Cecil is a big soccer fan and his fight against cancer has been supported by the Louisville City FC team and fans. He’s held a bowling event to raise awareness. He has a web site, lovemyjoey.com, where, if you’ll visit, you’ll discover that this guy can write, eloquently, about his journey through this challenge.

“A lot of times people get hung up on the fact that, if you have cancer, you don’t know how much longer you’re going to be around,” Cecil said. “And that’s the wrong mentality to have, because that’s based on fear. Will I be around in three years or five years? You can’t do that, because that’s out of your control to think that far ahead. All you can control is tomorrow, today, the different things you can do make sure that when you get to that next test or that next scan, you’ve done everything you can do to make sure that it’s in your favor. Instead of looking three months or six months down the road, you look at today, you look at tomorrow.”

Cecil’s last scan was two weeks ago, and it was clean. He’s now listed as “stable.” He’ll never be listed in remission, because brain tumor patients can’t be. They never get all the seeds. There’s always the danger that the tumor will begin to grow again.

The main treatment Cecil is undergoing is visible wherever he goes. It’s called OpTune. Straps of electrodes at each side of his head, sending electronic frequencies into his brain to target cancer cells, but not healthy ones. It’s the only real treatment available. He wears it 17-18 hours a day. It’s painless. If the device gets too hot, there’s an alarm. It got too hot a time or two outside at Blairwood Club. Inside a bowling ally, though, is a different story.

With Kuric winning the game of horse, Cecil joked that while Kuric is one of his favorite players, “Maybe some other U of L players might’ve taken it easier on me.”

Told that Cecil had said this, Kuric responded: “Ask him, when we go bowling, if he’ll take it easy on me. I think we’ll have a rematch next summer.”

They’ve booked it. Maybe even in Las Vegas, because Cecil missed a bowling trip there to have his surgery.

“This meant a lot to me,” Cecil said, of Kuric’s visit. “We were just going over the similarities of some of the stuff that we’ve been through, both having brain tumors. The things that we’ve seen. Even though we’re from two different situations in terms of diagnosis, we still had a lot of similarities that we could discuss, things from mentality to coming out of surgery, or different things we went through pre- and during surgery. It was interesting to see with totally different circumstances, how much we have in common.”

Kuric said the same thing, then paused and added that what Cecil is facing is a whole different ballgame. He’s seen a lot of people fighting for their lives, for a little more time, and he said all of it, his own brain tumor, the experience of working with others, has changed him.
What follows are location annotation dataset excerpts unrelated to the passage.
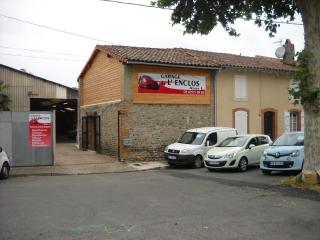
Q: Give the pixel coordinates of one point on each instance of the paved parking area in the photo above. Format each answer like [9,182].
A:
[160,204]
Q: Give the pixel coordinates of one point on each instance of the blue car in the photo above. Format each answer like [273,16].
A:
[285,154]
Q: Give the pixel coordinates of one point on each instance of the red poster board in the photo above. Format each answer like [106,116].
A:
[40,130]
[171,84]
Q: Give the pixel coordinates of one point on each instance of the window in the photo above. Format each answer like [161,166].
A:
[240,117]
[263,140]
[212,138]
[293,121]
[253,141]
[240,87]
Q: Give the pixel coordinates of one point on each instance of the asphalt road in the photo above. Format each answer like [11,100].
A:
[163,204]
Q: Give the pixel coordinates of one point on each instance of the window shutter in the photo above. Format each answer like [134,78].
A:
[302,121]
[237,87]
[243,87]
[241,122]
[240,87]
[286,118]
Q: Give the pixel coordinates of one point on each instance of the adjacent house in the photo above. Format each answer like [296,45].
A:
[134,101]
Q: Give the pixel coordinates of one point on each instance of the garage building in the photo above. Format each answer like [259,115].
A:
[134,101]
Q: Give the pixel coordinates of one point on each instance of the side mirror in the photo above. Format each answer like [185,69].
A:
[251,146]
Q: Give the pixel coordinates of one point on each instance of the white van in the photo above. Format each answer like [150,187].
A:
[192,146]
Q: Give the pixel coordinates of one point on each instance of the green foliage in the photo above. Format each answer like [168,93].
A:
[201,16]
[4,97]
[304,94]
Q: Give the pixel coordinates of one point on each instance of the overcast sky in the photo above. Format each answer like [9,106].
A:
[116,24]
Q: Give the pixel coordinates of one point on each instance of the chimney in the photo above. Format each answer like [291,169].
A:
[288,57]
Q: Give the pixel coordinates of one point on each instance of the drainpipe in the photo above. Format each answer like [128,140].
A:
[119,131]
[214,93]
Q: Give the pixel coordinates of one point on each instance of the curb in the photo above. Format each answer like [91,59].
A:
[89,173]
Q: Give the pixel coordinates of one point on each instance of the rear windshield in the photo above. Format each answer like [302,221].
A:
[193,138]
[290,139]
[234,142]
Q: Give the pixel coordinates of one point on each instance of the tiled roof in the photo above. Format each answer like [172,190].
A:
[194,58]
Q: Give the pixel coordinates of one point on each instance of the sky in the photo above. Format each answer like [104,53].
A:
[60,57]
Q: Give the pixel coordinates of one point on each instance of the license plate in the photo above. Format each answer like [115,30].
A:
[276,163]
[213,163]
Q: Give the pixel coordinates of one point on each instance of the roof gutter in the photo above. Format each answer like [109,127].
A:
[171,65]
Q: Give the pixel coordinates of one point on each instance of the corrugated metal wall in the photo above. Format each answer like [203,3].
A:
[14,138]
[22,87]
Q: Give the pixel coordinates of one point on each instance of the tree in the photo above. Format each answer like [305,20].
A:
[201,16]
[4,98]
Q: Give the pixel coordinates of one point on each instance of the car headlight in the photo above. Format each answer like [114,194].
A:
[230,155]
[185,151]
[295,153]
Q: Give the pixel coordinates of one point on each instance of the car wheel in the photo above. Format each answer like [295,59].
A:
[4,174]
[297,172]
[243,165]
[172,165]
[197,163]
[266,172]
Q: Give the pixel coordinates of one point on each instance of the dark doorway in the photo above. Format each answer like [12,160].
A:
[269,124]
[91,132]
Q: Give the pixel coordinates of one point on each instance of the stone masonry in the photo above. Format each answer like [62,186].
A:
[150,127]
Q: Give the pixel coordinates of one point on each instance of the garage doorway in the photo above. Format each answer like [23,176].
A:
[66,116]
[91,132]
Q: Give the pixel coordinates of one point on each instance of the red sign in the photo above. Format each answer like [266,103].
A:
[171,84]
[40,130]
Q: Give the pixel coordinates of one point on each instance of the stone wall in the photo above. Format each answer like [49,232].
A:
[109,125]
[152,127]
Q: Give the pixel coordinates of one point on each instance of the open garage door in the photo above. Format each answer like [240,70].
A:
[66,116]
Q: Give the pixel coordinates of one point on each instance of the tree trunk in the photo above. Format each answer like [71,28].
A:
[310,11]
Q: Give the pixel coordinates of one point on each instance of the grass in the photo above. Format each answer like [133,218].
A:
[296,182]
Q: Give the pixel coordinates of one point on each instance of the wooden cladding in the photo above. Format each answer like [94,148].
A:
[156,98]
[102,80]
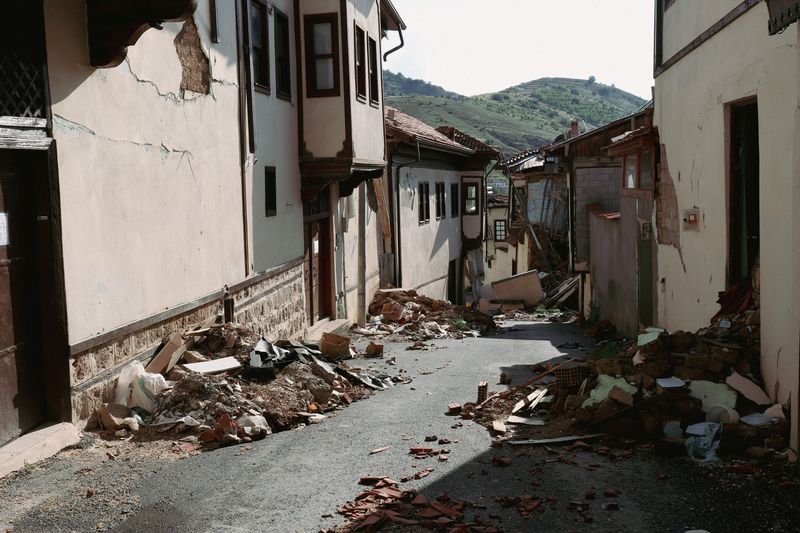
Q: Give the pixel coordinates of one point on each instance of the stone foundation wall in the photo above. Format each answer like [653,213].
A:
[273,307]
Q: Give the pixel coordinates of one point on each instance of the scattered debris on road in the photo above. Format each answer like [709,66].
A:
[406,315]
[692,393]
[228,385]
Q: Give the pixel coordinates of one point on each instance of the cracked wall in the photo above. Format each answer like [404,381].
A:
[668,220]
[150,182]
[692,101]
[196,72]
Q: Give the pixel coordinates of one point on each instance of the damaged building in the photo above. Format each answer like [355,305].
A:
[164,162]
[726,200]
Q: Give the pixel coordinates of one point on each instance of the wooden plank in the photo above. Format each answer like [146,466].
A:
[16,143]
[557,440]
[524,421]
[23,122]
[23,133]
[383,210]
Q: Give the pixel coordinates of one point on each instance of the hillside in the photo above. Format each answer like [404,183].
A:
[399,85]
[517,118]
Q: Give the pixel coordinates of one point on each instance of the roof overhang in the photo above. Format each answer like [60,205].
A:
[391,18]
[406,137]
[782,14]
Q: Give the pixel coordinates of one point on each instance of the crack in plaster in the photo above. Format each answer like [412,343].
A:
[76,127]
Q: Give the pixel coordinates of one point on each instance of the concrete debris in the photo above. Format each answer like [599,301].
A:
[239,387]
[407,315]
[374,350]
[649,388]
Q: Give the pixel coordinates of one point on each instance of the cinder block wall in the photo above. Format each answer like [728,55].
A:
[593,185]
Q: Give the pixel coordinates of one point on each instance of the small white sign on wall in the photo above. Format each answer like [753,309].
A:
[3,229]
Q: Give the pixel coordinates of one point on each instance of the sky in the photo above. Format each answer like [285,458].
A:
[474,46]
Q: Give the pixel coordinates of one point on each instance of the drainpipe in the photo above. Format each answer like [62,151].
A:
[399,269]
[396,48]
[245,132]
[362,254]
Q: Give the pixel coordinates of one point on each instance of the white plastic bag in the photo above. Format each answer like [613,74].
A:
[138,388]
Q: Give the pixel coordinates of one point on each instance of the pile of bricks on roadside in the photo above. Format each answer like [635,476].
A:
[674,386]
[411,316]
[223,384]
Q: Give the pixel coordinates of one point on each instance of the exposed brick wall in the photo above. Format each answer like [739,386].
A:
[275,308]
[596,185]
[667,217]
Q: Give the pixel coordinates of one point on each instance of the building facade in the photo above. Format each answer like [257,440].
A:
[152,166]
[729,185]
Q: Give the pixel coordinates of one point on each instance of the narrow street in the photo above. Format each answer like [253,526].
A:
[296,480]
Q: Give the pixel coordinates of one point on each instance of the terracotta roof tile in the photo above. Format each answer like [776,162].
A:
[416,128]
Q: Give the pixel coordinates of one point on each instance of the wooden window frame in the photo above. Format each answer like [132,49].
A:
[261,85]
[281,91]
[270,192]
[424,203]
[465,197]
[638,156]
[373,71]
[311,73]
[441,206]
[504,230]
[360,61]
“Going through it, at the time, I didn’t realize what was going on. But looking back, it was a blessing,” Kuric said. “I found out a lot about myself. It changed my entire mentality on my life and how I view it and how I live it. I view it as a blessing. I grew from it. Physically, mentally, and in my career. I think the way I handled it, when I say that I didn’t have a negative thought the entire time, I mean it. Not one time did I ever think, ‘I’m not going to play again. Could I die?’ Nothing like that. It was always, when can I get back, how can I start? So people kind of want to know how I got to that mentality and moved forward. It’s like I talked about with Joey, no matter what is going on with you physically, if you can get there mentally, you can get through it. Just trying to help people get to that same mentality. . . . But he’s already there.”

It’s a tough hand to be dealt. But even tougher to handle it with the kind of grace displayed when these two guys talked on Friday.